By April, the Inguanzo home was jam-packed. Bags and boxes filled the garage, the family room and the dining room, lining the halls – and overflowing into the garage of Ramiro’s mother, two blocks away.
Finally, Camillus House workers showed up with a truck on April 22, but it had room for less than half of the shoes. They promised to return with two more trucks on May 6, Ramiro said.
Camillus workers brought a surprise thank-you gift: two trays of cookies. The cookies – loaded with M&Ms, chocolate chips and macadamia nuts – were baked with a Camillus House recipe, Hilda Fernández said.
She added that donations of shoes and clothes benefit the needy not only physically but psychologically.

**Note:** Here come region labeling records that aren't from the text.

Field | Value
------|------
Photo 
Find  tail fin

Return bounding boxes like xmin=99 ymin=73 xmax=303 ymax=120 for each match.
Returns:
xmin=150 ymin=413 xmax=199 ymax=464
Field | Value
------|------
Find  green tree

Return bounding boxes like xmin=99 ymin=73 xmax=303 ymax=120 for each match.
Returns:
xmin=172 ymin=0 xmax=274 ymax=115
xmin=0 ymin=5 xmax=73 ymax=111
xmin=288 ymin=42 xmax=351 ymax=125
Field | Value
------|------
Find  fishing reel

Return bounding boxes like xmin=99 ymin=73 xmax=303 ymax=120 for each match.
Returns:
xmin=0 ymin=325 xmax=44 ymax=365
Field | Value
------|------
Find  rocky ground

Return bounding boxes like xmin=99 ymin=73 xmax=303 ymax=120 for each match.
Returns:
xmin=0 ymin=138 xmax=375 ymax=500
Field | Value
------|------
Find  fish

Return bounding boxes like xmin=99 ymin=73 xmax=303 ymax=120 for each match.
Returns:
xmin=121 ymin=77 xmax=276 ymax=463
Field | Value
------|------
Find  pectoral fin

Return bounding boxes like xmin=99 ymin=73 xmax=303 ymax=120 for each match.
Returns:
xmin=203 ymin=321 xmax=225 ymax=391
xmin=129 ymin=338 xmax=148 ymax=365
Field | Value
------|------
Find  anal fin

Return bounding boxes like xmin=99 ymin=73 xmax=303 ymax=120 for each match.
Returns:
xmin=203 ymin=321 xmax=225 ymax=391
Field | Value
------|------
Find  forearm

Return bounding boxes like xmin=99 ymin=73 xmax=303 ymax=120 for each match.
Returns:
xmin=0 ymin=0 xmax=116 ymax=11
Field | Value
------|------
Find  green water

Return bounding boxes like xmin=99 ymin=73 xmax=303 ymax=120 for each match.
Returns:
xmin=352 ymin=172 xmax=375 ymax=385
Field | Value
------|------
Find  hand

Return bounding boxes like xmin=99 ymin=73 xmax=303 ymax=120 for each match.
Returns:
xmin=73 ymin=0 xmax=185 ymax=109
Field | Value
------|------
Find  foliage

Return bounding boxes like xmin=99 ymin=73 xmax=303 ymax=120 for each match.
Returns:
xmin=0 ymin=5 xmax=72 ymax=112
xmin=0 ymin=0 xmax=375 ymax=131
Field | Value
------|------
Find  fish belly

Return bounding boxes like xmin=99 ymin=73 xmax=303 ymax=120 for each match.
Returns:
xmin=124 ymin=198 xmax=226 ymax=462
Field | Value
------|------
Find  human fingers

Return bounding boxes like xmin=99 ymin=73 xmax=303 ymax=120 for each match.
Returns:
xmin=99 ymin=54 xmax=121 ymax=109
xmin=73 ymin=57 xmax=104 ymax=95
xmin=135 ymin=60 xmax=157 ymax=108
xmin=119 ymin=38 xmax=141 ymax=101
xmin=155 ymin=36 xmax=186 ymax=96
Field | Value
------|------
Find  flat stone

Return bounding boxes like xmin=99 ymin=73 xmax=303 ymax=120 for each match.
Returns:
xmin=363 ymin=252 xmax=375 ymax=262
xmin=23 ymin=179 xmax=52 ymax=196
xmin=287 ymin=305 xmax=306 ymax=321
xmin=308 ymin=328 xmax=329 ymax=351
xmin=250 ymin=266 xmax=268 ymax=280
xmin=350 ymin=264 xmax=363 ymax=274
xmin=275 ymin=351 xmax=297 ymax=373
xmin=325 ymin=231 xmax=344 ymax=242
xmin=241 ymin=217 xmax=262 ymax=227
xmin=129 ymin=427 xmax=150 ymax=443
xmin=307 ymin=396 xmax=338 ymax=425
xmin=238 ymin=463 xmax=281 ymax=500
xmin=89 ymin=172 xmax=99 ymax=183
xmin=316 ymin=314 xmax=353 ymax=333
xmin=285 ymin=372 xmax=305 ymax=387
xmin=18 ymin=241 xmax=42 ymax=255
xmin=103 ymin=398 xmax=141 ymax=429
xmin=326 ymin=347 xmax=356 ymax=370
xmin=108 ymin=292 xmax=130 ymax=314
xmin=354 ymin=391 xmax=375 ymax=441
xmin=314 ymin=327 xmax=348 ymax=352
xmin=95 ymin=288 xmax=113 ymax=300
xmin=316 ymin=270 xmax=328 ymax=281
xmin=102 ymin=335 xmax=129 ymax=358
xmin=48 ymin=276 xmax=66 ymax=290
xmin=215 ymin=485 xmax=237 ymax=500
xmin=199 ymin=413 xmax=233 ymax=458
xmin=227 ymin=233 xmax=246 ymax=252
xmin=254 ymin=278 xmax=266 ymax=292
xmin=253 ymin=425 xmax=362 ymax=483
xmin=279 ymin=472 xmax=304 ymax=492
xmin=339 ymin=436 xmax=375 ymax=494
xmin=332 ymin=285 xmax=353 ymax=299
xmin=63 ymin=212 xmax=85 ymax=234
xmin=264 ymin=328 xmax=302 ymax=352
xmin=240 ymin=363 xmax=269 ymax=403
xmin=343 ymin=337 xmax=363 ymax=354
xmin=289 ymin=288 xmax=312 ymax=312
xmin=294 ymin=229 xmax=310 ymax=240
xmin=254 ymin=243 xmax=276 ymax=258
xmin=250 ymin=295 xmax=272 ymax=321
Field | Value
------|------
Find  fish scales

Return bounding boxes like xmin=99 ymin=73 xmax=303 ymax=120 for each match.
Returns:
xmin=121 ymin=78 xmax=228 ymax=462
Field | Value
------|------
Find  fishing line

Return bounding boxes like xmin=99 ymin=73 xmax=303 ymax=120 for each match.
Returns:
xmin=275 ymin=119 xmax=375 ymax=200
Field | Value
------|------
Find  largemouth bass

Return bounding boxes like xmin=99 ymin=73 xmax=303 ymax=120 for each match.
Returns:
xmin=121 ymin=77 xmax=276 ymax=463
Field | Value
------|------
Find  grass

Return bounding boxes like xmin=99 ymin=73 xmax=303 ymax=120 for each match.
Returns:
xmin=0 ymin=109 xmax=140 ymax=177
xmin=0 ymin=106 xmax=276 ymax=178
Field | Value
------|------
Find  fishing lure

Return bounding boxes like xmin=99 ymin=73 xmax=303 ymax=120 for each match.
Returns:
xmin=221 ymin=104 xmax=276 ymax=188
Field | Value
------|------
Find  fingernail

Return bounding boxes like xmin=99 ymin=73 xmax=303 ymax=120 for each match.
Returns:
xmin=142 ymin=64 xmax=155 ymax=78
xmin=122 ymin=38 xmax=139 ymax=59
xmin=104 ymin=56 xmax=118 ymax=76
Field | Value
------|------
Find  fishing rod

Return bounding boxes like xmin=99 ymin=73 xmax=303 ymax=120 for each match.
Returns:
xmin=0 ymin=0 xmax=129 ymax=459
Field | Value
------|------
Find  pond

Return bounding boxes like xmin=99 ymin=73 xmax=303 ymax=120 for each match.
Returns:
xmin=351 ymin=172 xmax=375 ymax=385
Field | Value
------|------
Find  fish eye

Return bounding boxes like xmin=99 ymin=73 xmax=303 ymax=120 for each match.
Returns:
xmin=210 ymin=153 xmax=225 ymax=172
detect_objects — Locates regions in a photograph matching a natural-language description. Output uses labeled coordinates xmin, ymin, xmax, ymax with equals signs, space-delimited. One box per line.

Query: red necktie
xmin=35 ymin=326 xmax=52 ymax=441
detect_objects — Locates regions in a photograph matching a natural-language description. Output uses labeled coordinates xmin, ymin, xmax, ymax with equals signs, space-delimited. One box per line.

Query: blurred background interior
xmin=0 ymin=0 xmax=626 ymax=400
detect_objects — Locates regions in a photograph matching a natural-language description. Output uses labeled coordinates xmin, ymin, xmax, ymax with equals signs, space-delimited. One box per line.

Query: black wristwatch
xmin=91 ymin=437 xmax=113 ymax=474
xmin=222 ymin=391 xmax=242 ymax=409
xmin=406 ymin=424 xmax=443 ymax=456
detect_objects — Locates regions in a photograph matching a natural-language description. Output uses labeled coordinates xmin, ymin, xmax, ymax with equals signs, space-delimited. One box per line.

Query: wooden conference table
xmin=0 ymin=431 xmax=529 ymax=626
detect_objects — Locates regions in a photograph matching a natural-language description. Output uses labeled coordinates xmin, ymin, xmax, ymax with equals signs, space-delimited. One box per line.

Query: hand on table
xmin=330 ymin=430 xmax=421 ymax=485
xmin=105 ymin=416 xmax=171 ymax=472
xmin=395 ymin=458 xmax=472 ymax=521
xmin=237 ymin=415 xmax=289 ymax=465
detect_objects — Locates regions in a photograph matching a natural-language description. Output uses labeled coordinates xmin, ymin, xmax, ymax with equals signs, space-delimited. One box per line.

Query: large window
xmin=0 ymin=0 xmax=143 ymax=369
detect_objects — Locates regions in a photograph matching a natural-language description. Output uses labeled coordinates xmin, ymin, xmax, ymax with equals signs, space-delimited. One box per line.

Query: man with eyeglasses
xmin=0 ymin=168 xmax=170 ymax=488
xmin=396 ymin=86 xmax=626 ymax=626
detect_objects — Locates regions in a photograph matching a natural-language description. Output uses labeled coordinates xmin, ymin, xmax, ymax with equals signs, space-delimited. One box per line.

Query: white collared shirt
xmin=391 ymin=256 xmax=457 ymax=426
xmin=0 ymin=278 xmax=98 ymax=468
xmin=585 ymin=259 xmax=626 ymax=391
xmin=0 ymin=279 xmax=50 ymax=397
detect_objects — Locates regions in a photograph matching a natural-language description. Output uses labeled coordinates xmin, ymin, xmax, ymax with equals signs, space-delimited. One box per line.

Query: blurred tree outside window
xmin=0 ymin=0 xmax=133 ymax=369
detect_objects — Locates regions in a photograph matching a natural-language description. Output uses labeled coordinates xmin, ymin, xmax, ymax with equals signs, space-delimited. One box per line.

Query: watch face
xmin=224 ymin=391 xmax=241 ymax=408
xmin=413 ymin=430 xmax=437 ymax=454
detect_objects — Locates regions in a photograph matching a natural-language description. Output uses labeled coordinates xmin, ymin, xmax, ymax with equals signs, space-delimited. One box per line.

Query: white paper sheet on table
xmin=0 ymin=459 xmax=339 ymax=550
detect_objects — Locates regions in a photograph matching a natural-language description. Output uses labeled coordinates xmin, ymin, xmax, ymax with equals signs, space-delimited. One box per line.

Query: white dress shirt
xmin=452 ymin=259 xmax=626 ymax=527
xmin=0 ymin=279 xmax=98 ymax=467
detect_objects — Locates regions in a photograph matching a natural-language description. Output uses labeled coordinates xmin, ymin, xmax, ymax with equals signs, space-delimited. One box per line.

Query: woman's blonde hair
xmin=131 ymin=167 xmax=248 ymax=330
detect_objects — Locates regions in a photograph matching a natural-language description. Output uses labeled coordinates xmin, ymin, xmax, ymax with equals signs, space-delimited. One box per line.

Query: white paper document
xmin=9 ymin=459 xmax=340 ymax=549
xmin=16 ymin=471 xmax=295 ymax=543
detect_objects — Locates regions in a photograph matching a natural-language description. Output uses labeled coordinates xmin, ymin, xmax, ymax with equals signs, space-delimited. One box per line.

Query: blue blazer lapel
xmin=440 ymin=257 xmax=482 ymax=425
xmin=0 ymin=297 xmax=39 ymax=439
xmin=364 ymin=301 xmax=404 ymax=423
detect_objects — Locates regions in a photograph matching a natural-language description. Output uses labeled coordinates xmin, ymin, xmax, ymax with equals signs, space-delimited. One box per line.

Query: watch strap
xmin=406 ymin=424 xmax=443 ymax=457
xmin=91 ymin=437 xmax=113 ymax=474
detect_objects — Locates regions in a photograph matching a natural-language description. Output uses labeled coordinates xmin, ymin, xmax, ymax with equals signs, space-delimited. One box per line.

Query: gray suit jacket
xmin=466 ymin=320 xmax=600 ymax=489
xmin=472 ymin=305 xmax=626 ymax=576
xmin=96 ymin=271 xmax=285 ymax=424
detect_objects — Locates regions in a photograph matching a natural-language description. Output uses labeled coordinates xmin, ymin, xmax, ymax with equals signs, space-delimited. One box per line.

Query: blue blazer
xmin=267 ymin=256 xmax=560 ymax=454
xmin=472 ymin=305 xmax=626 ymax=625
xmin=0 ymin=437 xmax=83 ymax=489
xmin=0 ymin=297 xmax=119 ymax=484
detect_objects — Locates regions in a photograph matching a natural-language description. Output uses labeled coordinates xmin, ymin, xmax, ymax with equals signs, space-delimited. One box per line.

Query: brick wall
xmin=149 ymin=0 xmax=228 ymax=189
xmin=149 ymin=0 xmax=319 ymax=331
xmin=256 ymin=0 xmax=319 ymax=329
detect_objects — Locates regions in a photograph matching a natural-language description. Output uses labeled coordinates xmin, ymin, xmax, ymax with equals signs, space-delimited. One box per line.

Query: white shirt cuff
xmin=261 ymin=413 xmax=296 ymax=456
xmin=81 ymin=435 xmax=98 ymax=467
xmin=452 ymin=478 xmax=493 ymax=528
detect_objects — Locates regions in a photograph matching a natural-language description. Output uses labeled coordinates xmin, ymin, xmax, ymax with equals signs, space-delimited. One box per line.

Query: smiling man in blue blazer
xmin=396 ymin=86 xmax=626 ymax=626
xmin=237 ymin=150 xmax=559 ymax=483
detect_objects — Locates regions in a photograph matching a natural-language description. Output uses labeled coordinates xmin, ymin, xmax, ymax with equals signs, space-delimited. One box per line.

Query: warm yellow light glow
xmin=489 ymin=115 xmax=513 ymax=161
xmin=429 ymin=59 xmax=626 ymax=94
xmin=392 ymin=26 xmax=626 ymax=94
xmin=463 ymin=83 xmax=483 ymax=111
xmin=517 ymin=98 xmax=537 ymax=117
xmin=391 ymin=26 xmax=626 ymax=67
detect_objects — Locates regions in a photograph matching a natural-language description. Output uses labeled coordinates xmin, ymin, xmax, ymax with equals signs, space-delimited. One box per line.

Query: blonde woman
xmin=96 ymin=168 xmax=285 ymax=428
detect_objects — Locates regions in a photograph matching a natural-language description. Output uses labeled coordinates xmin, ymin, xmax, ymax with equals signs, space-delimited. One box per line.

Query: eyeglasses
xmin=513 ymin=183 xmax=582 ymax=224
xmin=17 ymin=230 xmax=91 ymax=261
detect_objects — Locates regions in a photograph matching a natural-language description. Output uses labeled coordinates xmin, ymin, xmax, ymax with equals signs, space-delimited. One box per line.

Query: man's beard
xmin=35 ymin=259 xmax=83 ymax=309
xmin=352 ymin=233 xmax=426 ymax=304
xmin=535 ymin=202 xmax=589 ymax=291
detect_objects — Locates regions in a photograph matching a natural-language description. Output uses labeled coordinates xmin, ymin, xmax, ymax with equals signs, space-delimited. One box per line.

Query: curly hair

“You lose your dignity when you're on the street,” Fernández said. “People come in with shoes that are torn and have holes in them. When they get new clothes and shoes, they feel refreshed, rejuvenated.”
Next step comes in the summer, when the shoes will be distributed. And yes, Ramiro Inguanzo said his three kids plan to help give out the shoes, again with some friends.
“This is where they get to see the people who benefit from the collection,” Inguanzo said. “For them, this is the cool part.”
And next year? More of the same. The youths plan to broaden the Loving Soles appeal to other schools and cities, both in Miami-Dade and Broward counties.
“Every year, we want to keep expanding,” Sophia Inguanzo said.